For many people, church services are also part of the holiday. In 1918, Caroline Schumacher, the great-grandmother of Ms. Lux, missed them very sadly.

She said in a letter from Carroll, Iowa on December 29: "I think you have seen that the town has been quarantined. I don't know how long it will be closed. It would be terrible without a church. . It looks like it’s not Christmas at all.”

Dr. Restad said that because personal letters convey details of daily life, they sometimes retain historical fragments that newspapers ignore. She added: "Women usually record local culture and largely consumer culture."

Ms. Lux’s family letters were copied by Julia Evans in 2014, and Julia Evans copied letters from Julia Evans in 2014. Lower case, irregular spelling and grammar make it difficult to read.

Newspapers also reported on the epidemic, and reports across the United States showed that officials’ reactions to the spread of the flu were sporadic.

In Hamilton, Montana,

According to reports, in late December 1918, the one-month city-wide shutdown was cancelled, just in time for the opening of churches and cinemas on Christmas Day.

In Lodi, California, “because of the flu here, even though businesses say that holiday business is good, Christmas celebrations have been greatly reduced”

On Christmas Eve. "There will be no municipal trees this year."

Soon after Christmas, the Chicago Guardian published a report about families gathering in Illinois for family visits or church services. Notices about people who got sick or died of the flu were scattered in the report.

This year, with the increase in coronavirus cases and health professionals

Ms. Lux, who is related to the vacation trip, plans to stay

. But her family letter a century ago mentioned gatherings and graves.

A relative, John Tinti, wrote in February 1919: “I spent three weeks busy with my neighbor’s housework and buried the dead. This winter, I fired more people in my life than before. . It's really bad."

Another relative, Margaret Hamilton, wrote that she was dying. She said in a letter in March 1919: "My heart hardly wants to work. My lips and nails are purple." "It must be passing soon."
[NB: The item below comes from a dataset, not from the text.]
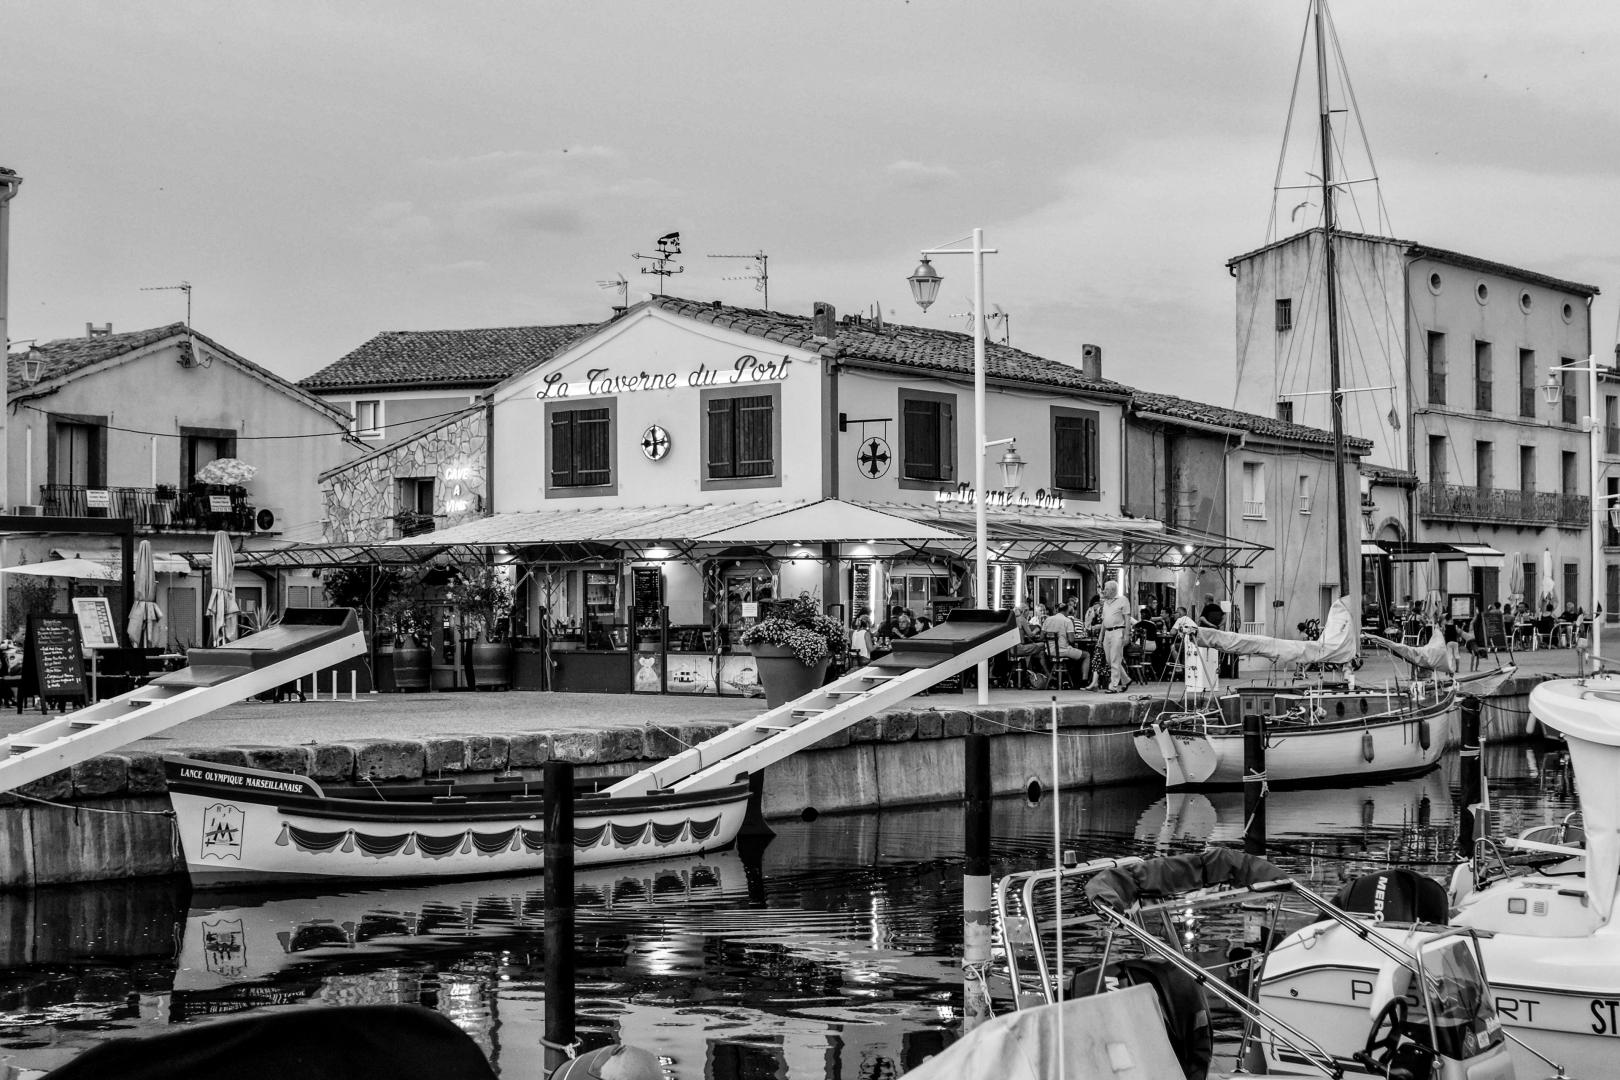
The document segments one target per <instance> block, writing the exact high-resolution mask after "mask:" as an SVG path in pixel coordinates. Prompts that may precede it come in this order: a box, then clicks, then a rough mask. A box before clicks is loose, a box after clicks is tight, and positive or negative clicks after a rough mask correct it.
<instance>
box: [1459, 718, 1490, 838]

Ms. Lux was the most impressed with great-grandmother Rebecca Tinti. Her letter stated that he had traveled many times to take care of critically ill friends and neighbors. Ms. Lukes said: "This lady is actually the Florence Nightingale from Adele County."

Therefore, on a windy day in April (the same month, the global coronavirus death toll exceeded 200,000), Ms. Lux drove about 60 miles from Lidderdale to Casey, Iowa, to see Look at the place where Ms. Tindy was buried, which was nearly 90 years ago.

The tomb is easy to find in a small cemetery on the top of the mountain. Ms. Lux said: "I thought,'For decades, no one has put anything on these graves.'"

She put a bunch of silk flowers before she drove home.